26 de abril de 2010
Pães e circos
BLOG, Cine PE 2010, Cinema
Segunda e última noite da Mostra PE traz da arte à política
Por Eva Jofilsan
Fotos de Alexandre Sá
O encerramento da mostra que abre o XIV Cine PE, assim como na noite anterior, lotou o clássico cinema São Luiz (a fila para entrar dobrava o quarteirão da Rua da Aurora com a Avenida Conde da Boa Vista). Realmente, um ponto positivo na mostra deste ano: em 2009, o evento foi realizado no Cinema da Fundação, o que causou uma série de problemas por conta da falta de estrutura do lugar para comportar tal evento.
Porém, assim como no ano passado, boa parte do público era de parentes e amigos dos realizadores. Alguns já conhecidos do público do festival, como Luci Alcântara (que no ano passado estreou o longa “Geração 65: Aquela coisa toda”, também na Mostra Pernambuco); ou Amaro Filho, da produtora Página 21, que esse ano trouxe o documentário “Tereza - Cor na primeira pessoa”. Outros realizadores estavam apresentando seus filmes pela primeira vez — houve também uma boa leva de filmes universitários, ou realizados como conclusão de cursos de cinema digital. Nesse mix de estreantes e afamados realizadores foi que se deu a noite de ontem.

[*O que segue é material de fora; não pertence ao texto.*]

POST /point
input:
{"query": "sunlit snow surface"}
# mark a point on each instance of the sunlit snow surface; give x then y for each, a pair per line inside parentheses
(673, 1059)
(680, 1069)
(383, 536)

O primeiro filme da noite era parte dessa leva de estreantes. “Balé”, dirigido por Caio Sales, começa com um momento de café da manhã entre Rita e um rapaz (seu neto, talvez). Sem que nenhuma palavra seja dita, acompanhamos momentos dessa mulher, seu balé rotineiro e pouco admirado. Os sons do filme parecem criar uma cacofonia, ascendendo à música do final. Temos aqui uma série de planos (principalmente o contraluz) que transmitem com perfeição essa atmosfera, esse balé. Porém, a repetição exagerada de idéias, de planos e de iluminação transforma-se em redundância imagética, num determinado momento, e o balé fica previsível.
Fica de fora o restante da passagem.